Votaram favoravelmente ao Requerimento os seus autores, e contrariamente os Vereadores Andrea Cristina Moreto Gonçalves (PODE), Eliane Miranda Matsukawa (REPUBLICAN), Elder Garcia Mansueli (PODE), Fábio Kazuto Matsumura (PRD), Rivelino Rodrigues (PP) e Vanderley Vieira dos Santos (REPUBLICAN). Por se tratar de votação por maioria simples, o Presidente da Câmara, Bruno Henrique de Paula (PL), não vota.
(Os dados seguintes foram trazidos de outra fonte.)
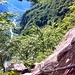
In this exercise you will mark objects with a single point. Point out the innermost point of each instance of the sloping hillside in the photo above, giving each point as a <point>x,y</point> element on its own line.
<point>46,13</point>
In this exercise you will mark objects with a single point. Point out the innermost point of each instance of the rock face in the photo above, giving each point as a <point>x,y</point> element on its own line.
<point>62,61</point>
<point>18,67</point>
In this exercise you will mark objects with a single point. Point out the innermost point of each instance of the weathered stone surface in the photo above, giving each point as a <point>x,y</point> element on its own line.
<point>63,56</point>
<point>17,67</point>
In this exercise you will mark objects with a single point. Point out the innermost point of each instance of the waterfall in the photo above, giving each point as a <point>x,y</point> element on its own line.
<point>11,33</point>
<point>5,64</point>
<point>14,22</point>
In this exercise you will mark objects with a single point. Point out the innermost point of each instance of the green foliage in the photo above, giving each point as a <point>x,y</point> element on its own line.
<point>46,13</point>
<point>34,44</point>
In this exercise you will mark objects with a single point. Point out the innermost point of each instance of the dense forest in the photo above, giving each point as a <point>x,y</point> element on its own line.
<point>41,30</point>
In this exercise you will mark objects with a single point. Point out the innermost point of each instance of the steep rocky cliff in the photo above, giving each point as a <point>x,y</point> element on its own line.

No documento rejeitado, Villa, Bigotto e Especiato haviam salientado a necessidade de se assegurar a transparência dos atos administrativos relacionados à atualização cadastral imobiliária e à formação da base de cálculo do Imposto Predial e Territorial Urbano – IPTU para o exercício de 2026, além de mencionarem as diversas manifestações de moradores de Jales acerca de aumentos expressivos no valor do IPTU, mesmo na ausência de reformas, ampliações ou modificações estruturais nos imóveis.
“É ruim, temos que pagar os nossos impostos e não teremos a resposta amanhã para justificar [aos munícipes sobre a atualização do valor do IPTU]. Só quem tem casa – assim como a minha, que não mudou padrão nenhum, mas pela Prefeitura, mudou – sabe. Então, assim como vocês estão indignados, eu também estou. Acho que devemos ver esse georreferenciamento, que é algo que precisamos justificar, visto que [os fiscais] têm que entrar em casa [para verificação do imóvel]. Acho que é algo que a Prefeitura tem que provar, e não eu provar para a Prefeitura o que fiz ou não na minha casa”, desabafou Villa na Sessão Ordinária.
Antes da votação, Especiato se manifestou já prevendo a rejeição do Requerimento. “Estamos rejeitando pedidos de informação. Como cidadãos, todos nós temos o direito de questionar qualquer um dos administradores e legisladores. O que fizemos nesse Requerimento foi um pedido de informação: que critérios foram utilizados? Como foi feito? O que estamos vendo aqui é a rejeição de informações. Acho que é feio não questionarmos o Executivo”, declarou.